On 10 Feb 2001, Juergen Kreileder wrote:

> >>>>> "Dimitris" == Dimitris Vyzovitis <[EMAIL PROTECTED]> writes:
> 
>     Dimitris> On 9 Feb 2001, Juergen Kreileder wrote:
>     >> BTW, it's "Thread.yield()".  "Thread.currentThread().yield()"
>     >> has exactly the same meaning but as Thread.yield() is a class
>     >> method you should call it directly on the class.
>     >> "Thread.currentThread().yield()" makes it look like yield()
>     >> would be an instance method.
> 
>     Dimitris> Yes, but all operations refer to the current thread, and
>     Dimitris> conceptually refer to the same object. Since java is
>     Dimitris> positioned as a concurrent object oriented programming
>     Dimitris> language, the class instance (actor) behaves as a
>     Dimitris> forwarder for the current thread object (actor), and
>     Dimitris> semantically it is perfectly legal to bypass the
>     Dimitris> forwarding step and be explicit.
> 
> You don't bypass anything here.
> 
>         Thread.yield();
> 
> and
>         Thread.currentThread().yield();
> 
> and even
> 
>         Thread t = null;
>         t.yield();
> 
> have exactly the same meaning, they all work on the thread executing
> the code. 

this is exactly what I said above. I didn't imply that you bypass 
anything.

> The first one is the preferred form as it clearly shows
> that that yield() is class/static method of class Thread.  The second
> variant just adds useless code. 
> And the latter one may really confuse
> some people.

I explained above that I personally see it semantically cleaner to do 
Thread.currentThred().yield()

> 
>     Dimitris> Btw, it might be interesting in an smp machine to have
>     Dimitris> the capability to instruct other threads to yield. The
>     Dimitris> current spec makes a_thread.yield() meaningless
>     Dimitris> (<any_thread>.yield() ==
>     Dimitris> Thread.currentThread().yield()). This could be useful in
>     Dimitris> user-space scheduler implementations and a mixed
>     Dimitris> threading model.
> 
> Not really.  In these cases you want to control which thread gets cpu
> time next.  Just yielding other threads doesn't give this control.

I was thinking of sth simpler: adding a NOOP as the next instruction of 
the target thread.
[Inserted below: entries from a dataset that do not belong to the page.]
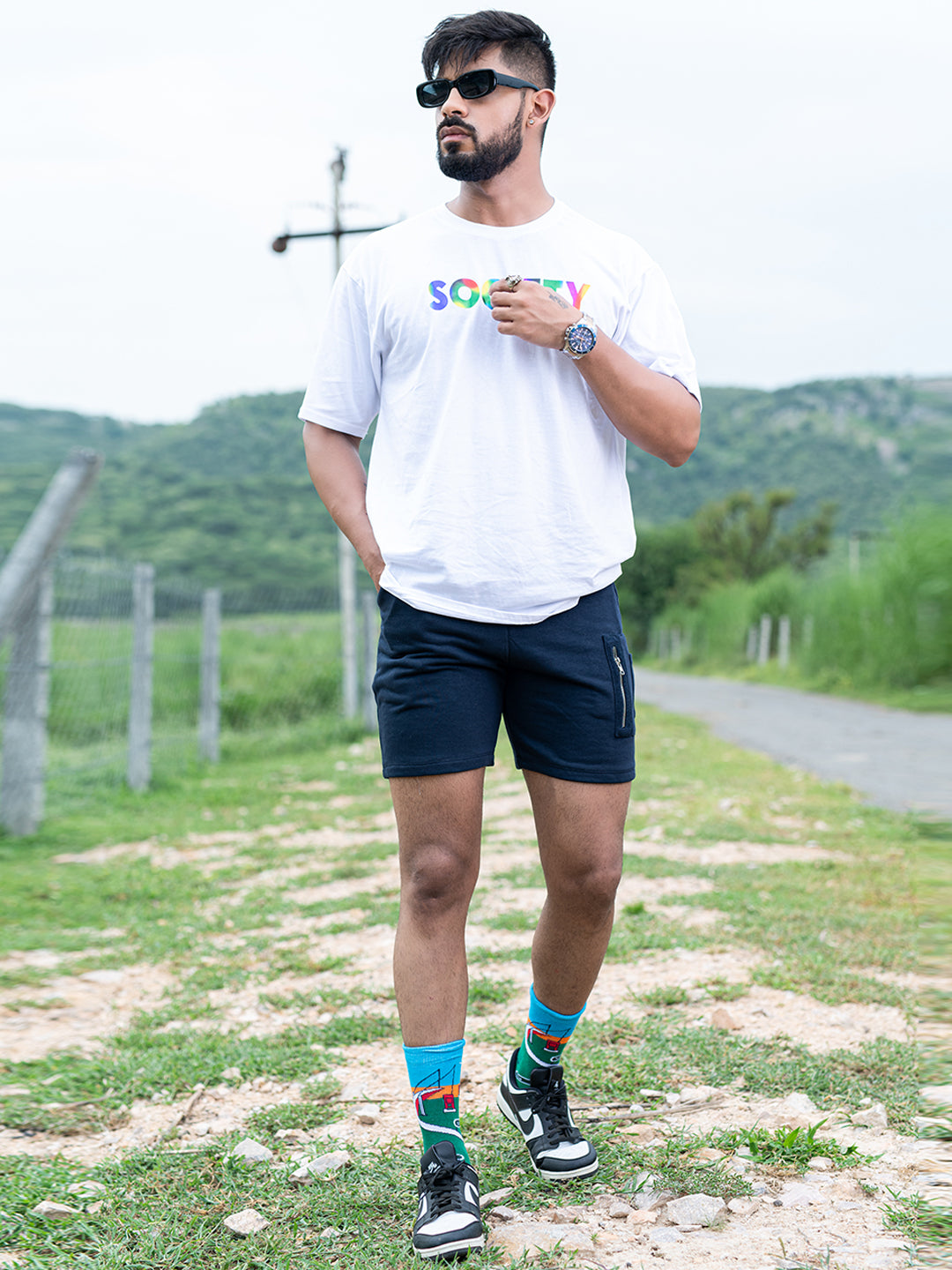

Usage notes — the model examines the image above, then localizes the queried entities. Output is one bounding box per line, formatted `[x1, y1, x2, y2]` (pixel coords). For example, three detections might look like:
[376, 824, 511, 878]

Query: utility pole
[271, 146, 387, 719]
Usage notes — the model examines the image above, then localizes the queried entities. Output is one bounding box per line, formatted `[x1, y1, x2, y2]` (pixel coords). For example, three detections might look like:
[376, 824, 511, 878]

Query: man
[301, 11, 699, 1259]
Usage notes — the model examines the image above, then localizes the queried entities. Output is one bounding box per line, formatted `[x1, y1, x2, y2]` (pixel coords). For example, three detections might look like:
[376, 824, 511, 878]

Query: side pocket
[602, 631, 635, 736]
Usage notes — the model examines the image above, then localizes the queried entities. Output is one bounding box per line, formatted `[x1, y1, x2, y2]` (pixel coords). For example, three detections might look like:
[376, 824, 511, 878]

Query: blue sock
[516, 987, 585, 1088]
[404, 1040, 470, 1162]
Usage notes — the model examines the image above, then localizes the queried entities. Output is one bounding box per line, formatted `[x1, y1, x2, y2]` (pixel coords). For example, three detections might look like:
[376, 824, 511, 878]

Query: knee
[401, 845, 476, 915]
[550, 857, 622, 915]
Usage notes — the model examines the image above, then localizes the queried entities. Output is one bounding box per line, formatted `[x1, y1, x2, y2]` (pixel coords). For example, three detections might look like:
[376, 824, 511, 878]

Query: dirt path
[636, 669, 952, 815]
[0, 754, 952, 1270]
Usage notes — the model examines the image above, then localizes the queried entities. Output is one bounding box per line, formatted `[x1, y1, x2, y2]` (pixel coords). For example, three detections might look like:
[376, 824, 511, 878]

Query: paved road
[636, 669, 952, 818]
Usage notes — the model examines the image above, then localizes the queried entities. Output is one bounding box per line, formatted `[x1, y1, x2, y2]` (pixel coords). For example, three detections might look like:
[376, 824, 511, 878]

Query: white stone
[664, 1192, 727, 1226]
[66, 1178, 106, 1196]
[480, 1186, 514, 1207]
[225, 1138, 274, 1164]
[291, 1151, 350, 1183]
[354, 1102, 380, 1124]
[849, 1102, 889, 1129]
[649, 1226, 684, 1247]
[727, 1199, 756, 1217]
[31, 1199, 81, 1221]
[773, 1183, 826, 1207]
[681, 1085, 718, 1102]
[225, 1207, 271, 1236]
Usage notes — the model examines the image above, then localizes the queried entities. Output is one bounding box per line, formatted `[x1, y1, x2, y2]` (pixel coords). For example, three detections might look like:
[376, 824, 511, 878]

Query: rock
[291, 1151, 350, 1183]
[649, 1226, 684, 1249]
[225, 1207, 271, 1238]
[849, 1102, 889, 1129]
[627, 1209, 658, 1226]
[727, 1199, 756, 1217]
[487, 1221, 595, 1261]
[621, 1124, 658, 1147]
[66, 1178, 106, 1198]
[31, 1199, 83, 1221]
[773, 1183, 826, 1207]
[762, 1094, 817, 1129]
[681, 1085, 718, 1102]
[664, 1192, 727, 1226]
[710, 1005, 744, 1031]
[480, 1186, 514, 1207]
[225, 1138, 274, 1164]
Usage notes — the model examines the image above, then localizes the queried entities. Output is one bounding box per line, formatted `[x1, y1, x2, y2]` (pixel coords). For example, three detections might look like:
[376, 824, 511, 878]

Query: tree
[692, 489, 837, 586]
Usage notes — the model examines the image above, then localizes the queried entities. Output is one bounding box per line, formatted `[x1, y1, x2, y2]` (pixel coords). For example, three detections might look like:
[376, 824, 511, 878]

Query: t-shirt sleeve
[614, 262, 701, 401]
[298, 266, 381, 437]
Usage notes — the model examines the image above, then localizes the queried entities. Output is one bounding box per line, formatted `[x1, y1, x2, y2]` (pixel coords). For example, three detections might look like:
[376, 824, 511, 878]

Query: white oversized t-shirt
[301, 202, 699, 624]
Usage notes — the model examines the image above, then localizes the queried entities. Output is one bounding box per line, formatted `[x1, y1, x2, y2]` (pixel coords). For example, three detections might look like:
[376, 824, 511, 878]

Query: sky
[0, 0, 952, 423]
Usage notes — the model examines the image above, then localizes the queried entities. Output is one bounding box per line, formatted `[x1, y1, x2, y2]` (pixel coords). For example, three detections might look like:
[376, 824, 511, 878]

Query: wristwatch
[562, 314, 598, 362]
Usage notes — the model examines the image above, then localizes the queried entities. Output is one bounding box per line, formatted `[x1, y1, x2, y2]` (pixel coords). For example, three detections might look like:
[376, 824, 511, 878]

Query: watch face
[565, 323, 595, 353]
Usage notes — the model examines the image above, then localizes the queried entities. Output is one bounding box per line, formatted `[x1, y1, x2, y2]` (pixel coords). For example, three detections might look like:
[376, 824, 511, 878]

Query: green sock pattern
[516, 1022, 571, 1086]
[413, 1085, 470, 1163]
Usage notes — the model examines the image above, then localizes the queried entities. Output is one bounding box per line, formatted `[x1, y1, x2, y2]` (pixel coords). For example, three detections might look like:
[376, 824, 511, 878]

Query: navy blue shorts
[373, 586, 635, 785]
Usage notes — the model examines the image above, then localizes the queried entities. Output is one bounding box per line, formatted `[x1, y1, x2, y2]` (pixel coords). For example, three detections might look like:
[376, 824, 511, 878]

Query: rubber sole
[496, 1090, 598, 1183]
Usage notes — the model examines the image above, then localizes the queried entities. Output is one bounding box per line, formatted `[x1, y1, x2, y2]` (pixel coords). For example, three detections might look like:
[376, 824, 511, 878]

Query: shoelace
[528, 1077, 582, 1147]
[427, 1157, 465, 1217]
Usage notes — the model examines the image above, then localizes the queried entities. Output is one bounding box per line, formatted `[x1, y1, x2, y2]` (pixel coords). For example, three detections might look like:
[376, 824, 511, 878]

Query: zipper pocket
[612, 644, 628, 731]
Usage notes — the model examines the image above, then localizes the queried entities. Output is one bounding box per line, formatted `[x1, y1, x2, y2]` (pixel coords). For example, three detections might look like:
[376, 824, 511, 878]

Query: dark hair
[423, 9, 554, 87]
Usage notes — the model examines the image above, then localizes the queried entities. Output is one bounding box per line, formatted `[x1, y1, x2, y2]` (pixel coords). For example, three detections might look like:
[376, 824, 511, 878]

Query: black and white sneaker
[413, 1142, 484, 1261]
[496, 1050, 598, 1181]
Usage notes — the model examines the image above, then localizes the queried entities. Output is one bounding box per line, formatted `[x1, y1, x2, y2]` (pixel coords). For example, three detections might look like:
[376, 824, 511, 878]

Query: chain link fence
[0, 552, 350, 820]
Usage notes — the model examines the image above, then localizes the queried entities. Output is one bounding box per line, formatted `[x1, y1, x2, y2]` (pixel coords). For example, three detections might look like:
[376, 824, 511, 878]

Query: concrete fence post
[198, 586, 221, 763]
[361, 591, 377, 731]
[777, 616, 790, 670]
[126, 564, 155, 793]
[0, 564, 53, 836]
[756, 614, 773, 666]
[747, 626, 756, 661]
[0, 450, 103, 643]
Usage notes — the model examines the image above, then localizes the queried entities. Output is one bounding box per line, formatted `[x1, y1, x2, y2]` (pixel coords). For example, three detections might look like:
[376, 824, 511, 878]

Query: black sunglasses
[416, 70, 539, 106]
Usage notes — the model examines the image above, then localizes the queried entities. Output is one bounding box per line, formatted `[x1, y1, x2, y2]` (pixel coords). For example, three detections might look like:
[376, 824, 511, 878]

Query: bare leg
[390, 767, 484, 1045]
[523, 771, 631, 1015]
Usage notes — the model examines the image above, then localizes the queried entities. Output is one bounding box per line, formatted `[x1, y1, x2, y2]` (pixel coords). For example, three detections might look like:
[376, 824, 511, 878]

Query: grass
[0, 707, 944, 1270]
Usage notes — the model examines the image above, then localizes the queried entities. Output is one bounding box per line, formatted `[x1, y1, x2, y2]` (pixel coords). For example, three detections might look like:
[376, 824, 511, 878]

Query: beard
[436, 110, 523, 182]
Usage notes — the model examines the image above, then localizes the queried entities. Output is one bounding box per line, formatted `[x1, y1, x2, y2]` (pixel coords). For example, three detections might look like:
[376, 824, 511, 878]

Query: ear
[525, 87, 554, 128]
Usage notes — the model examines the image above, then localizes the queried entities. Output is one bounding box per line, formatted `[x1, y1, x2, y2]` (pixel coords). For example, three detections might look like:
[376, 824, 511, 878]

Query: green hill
[0, 378, 952, 594]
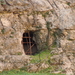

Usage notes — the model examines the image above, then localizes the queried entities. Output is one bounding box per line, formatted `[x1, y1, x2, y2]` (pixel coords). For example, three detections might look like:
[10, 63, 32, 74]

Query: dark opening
[22, 31, 38, 55]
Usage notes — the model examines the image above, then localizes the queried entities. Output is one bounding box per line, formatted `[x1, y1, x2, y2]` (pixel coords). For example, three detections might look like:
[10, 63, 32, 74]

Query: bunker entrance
[22, 31, 38, 55]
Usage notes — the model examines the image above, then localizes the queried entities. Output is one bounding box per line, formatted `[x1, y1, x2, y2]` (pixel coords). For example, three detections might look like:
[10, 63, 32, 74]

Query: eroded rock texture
[0, 0, 75, 75]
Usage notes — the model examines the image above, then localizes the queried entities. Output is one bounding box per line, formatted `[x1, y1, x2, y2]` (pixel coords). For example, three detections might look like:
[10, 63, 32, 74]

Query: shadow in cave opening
[22, 31, 38, 55]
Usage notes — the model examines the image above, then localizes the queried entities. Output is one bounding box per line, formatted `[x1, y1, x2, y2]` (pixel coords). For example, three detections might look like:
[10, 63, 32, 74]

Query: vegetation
[0, 70, 64, 75]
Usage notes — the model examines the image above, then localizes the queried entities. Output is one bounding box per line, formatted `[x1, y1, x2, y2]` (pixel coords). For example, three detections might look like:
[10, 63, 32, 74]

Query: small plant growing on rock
[1, 28, 5, 34]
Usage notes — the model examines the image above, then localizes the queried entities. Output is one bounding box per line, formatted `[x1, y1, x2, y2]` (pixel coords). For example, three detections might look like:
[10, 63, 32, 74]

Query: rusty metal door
[22, 32, 37, 55]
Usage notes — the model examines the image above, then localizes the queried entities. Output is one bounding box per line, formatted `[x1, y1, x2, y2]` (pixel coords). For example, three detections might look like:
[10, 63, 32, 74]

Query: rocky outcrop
[0, 0, 75, 75]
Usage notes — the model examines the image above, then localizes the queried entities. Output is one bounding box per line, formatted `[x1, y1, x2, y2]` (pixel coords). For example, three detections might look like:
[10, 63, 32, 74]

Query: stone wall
[0, 0, 75, 75]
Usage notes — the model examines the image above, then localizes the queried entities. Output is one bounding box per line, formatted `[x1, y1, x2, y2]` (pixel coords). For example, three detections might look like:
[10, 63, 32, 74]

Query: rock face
[0, 0, 75, 75]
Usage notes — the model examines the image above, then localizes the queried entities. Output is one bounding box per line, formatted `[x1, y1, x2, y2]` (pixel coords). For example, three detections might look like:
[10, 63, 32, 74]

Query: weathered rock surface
[0, 0, 75, 75]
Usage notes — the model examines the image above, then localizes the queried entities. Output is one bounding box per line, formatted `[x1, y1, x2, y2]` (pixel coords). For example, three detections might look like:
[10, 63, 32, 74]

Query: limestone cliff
[0, 0, 75, 75]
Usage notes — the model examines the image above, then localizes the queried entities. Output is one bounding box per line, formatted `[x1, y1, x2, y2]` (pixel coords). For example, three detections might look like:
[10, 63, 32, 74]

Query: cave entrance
[22, 31, 38, 55]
A call equivalent to cputimes() would be helpfull as well.
Their use could be to implement round robin schedulers in user space.

> You're better off implementing such things at a lower level.

Agree, but this requires access to vm internals.

> 
>     Dimitris> As far as the correctness of yield behavior is concerned
>     Dimitris> you are right (it does sth the jls correcness criteria
>     Dimitris> and does not violate strong fairness conditions), but
>     Dimitris> there is definetely sth instructive in the way the
>     Dimitris> test_yield program behaves. If there is no I/O thread
>     Dimitris> involved, then all threads get approximately equal run
>     Dimitris> occurences (see test_fairness, attached).
> 
> I'm not sure what you want to show with test_fairness.  You have three
> threads which all count up to the same number.  Then finally you print
> out the three counters which always will be the same.  There's nothing
> in this code testing fairness of scheduling.

Two things: first that all threads run equally often (this is the 
farinees test, succeeds). Second, to illustrate that the behavior of the 
vm changes substantially from the behavior observed in test_yield, in a 
manner that appears to be inconsistent.

> 
>     Dimitris> If you run test_yield with a longer sleep period, you'll
>     Dimitris> notice that there is a dominant thread which gets approx
>     Dimitris> as many runs as the other two. Although this does not
>     Dimitris> violate the fairness conditions imposed by the jls, it
>     Dimitris> is not quite what I expect given the perfectly fair
>     Dimitris> behavior when no i/o is performed.
> 
> Ah, fix test_fairness and you'll see that it isn't IO related.
> 
>     Dimitris> Once again, this is not a bug in the blackdown vm since
>     Dimitris> it still satisfy the jls, but the behavior of ibm's vm
>     Dimitris> is more *consistent*.
> 
> [Actually, I would consider such a significant difference a bug.]
> 
> As said in my previous posting: The difference you see is is not
> caused by scheduling and/or a specific Thread.yield() implementation.
> You just see a comparison of _interpreted_ vs _compiled_ code.

Intersting of you to say. So, does the presence of the jitter modify vm 
behavior so drastically? Isn't the bahavior of the vm without jit 
inconsistent? I think that this deserves some more attention.